Michelle Phoenix

Michelle Phoenix, Assistant Professor, McMaster University, CanChild

Dr. Phoenix is an Associate Professor in the School of Rehabilitation Science at McMaster University and a CanChild Scientist. She is an Adjunct Scientist at KidsAbility, where she worked clinically as a pediatric speech-language pathologist. Michelle is a Mom to 3 incredible children who fill her with joy and inspiration. She is the principal investigator at the MCARES: McMaster Children Accessing Rehabilitation and Engaging in Services lab. MCARES includes interdisciplinary undergraduate, Master’s, PhD, and postdoctoral students who focus their research on developing, implementing and evaluation models of pediatric service delivery that improve access and quality of care. Michelle’s research includes: critically examining family-centred care, supporting parents’ mental-health, telerehabilitation, bias in clinical training, cultural adaptation of services, and design and delivery of universal resources. MCARES is particularly interested in decreasing barriers to care via innovation in service delivery, organizational structural change, and policy development.

Michelle works closely with a variety of partners that include disabled children and youth, caregivers, clinicians, organizational leaders, policy makers, and interdisciplinary researchers to conduct research that aligns with community priorities. We have examined how to work in partnerships that authentically engage people and contribute to meaningful research experiences and outcomes. For example, Michelle currently holds a SSHRC Insight Development Grant to examine how often-excluded populations can be engaged in childhood disability research. We recognize the lack of diversity in people that are typically invited to partner in research and we work to overcome exclusion through the development of guidance and training that support meaningful inclusion of historically under-represented populations.

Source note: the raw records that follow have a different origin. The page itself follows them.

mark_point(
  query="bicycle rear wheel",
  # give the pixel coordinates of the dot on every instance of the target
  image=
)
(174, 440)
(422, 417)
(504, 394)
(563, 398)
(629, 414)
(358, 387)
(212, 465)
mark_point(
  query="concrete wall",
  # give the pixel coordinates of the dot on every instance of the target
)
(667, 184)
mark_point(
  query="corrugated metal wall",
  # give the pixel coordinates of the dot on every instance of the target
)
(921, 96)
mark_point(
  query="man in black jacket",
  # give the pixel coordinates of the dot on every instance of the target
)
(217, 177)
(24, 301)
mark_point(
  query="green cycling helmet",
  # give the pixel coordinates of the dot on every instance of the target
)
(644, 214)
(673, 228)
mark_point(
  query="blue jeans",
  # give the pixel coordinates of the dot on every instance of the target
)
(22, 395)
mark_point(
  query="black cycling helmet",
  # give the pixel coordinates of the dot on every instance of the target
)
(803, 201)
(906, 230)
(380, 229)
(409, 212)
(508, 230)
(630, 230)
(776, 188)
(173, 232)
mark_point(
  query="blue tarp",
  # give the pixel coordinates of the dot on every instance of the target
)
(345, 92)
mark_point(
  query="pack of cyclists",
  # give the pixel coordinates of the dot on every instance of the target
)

Michelle is co-lead of the McMaster Equity-Based Co-Creation Hub, co-chair of the School of Rehabilitation Science Anti-Racism, Anti-Bias, Anti-Oppression Committee, and recognized as an ‘Equity-Diversity-Inclusion(EDI) and Indigenous-Reconciliation Lead’ with McMaster’s Faculty of Health Sciences. She provides EDI mentorship through the ENRICH network, teaches about embedding Equity, Diversity, Inclusion and Justice in family-engaged research via the Kids Brain Health Network Leadership Academy and trainee days symposium. She is currently leading the co-design of the Canadian Neurodevelopmental Research Training Platform curriculum with diverse community engagement.